Anhang 3 17. BImSchV, Anhang III Messtechniken

Anhang 3 17. BImSchV
Siebzehnte Verordnung zur Durchführung des Bundes-Immissionsschutzgesetzes (Verordnung über die Verbrennung und die Mitverbrennung von Abfällen - 17. BImSchV) 
Bundesrecht

Anhangteil

Titel: Siebzehnte Verordnung zur Durchführung des Bundes-Immissionsschutzgesetzes (Verordnung über die Verbrennung und die Mitverbrennung von Abfällen - 17. BImSchV) 
Normgeber: Bund
Amtliche Abkürzung: 17. BImSchV
Gliederungs-Nr.: 2129-8-17
Normtyp: Rechtsverordnung
(1) Red. Anm.:

Außer Kraft am 2. Mai 2013 durch Artikel 10 Absatz 2 der Verordnung vom 2. Mai 2013 (BGBl. I S. 1021). Zur weiteren Anwendung s. § 28 Absatz 5 der Verordung vom 2. Mai 2013 (BGBl. I S. 1021, 1044).

  1. 1.

    Die Messungen zur Bestimmung der Konzentrationen der luft- und wassergefährdenden Stoffe müssen repräsentativ sein.

  2. 2.

    Die Probenahme und Analyse aller Schadstoffe, einschließlich Dioxine und Furane, sowie die Referenzmessverfahren zur Kalibrierung automatischer Messsysteme sind nach CEN-Normen durchzuführen.
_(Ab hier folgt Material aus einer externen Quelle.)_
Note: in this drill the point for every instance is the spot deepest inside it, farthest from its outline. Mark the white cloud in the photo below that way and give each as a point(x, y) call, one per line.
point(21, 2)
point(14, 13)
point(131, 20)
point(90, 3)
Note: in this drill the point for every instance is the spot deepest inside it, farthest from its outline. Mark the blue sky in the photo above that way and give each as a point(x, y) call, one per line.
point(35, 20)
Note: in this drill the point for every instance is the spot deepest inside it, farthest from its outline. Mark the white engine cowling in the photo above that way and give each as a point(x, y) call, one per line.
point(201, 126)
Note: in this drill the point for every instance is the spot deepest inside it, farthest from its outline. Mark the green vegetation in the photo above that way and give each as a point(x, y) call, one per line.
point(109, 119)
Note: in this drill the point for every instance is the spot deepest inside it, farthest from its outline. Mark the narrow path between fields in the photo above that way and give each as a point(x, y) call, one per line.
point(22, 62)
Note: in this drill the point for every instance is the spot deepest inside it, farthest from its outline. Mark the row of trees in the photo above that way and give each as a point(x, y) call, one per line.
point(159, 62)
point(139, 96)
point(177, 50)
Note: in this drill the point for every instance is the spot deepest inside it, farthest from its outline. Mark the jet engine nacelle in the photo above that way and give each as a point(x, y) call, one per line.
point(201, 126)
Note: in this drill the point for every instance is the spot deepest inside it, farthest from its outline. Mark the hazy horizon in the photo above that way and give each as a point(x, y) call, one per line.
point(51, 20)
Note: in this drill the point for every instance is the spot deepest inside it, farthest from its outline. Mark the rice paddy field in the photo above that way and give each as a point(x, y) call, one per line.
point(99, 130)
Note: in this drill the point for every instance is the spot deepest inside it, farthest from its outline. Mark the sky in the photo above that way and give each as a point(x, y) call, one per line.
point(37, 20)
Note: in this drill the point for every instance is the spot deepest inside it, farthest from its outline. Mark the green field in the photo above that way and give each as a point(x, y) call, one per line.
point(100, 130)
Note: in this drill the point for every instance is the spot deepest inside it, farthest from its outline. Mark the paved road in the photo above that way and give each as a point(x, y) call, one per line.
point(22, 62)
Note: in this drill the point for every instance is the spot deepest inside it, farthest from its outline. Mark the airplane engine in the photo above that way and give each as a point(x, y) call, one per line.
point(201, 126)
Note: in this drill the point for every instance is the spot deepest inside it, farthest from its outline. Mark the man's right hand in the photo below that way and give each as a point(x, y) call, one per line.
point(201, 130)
Sind keine CEN-Normen verfügbar, so werden ISO-Normen, nationale Normen oder sonstige internationale Normen angewandt, die sicherstellen, dass Daten von gleichwertiger wissenschaftlicher Qualität ermittelt werden.

  3. 3.

    Der Wert des Konfidenzintervalls von 95 vom Hundert eines einzelnen Messergebnisses darf an der für den Tagesmittelwert festgelegten Emissionsbegrenzung die folgenden Vomhundertsätze dieser Emissionsbegrenzung nicht überschreiten:

Kohlenmonoxid:10 vom Hundert
Schwefeldioxid:20 vom Hundert
Stickstoffoxid:20 vom Hundert
Gesamtstaub:30 vom Hundert
Organisch gebundener Gesamtkohlenstoff:30 vom Hundert
Chlorwasserstoff:40 vom Hundert
Fluorwasserstoff:40 vom Hundert
Quecksilber:40 vom Hundert

Die validierten Halbstunden- und Tagesmittelwerte werden auf Grund der gemessenen Halbstundenmittelwerte und nach Abzug des in der Kalibrierung bestimmten Konfidenzintervalls bestimmt.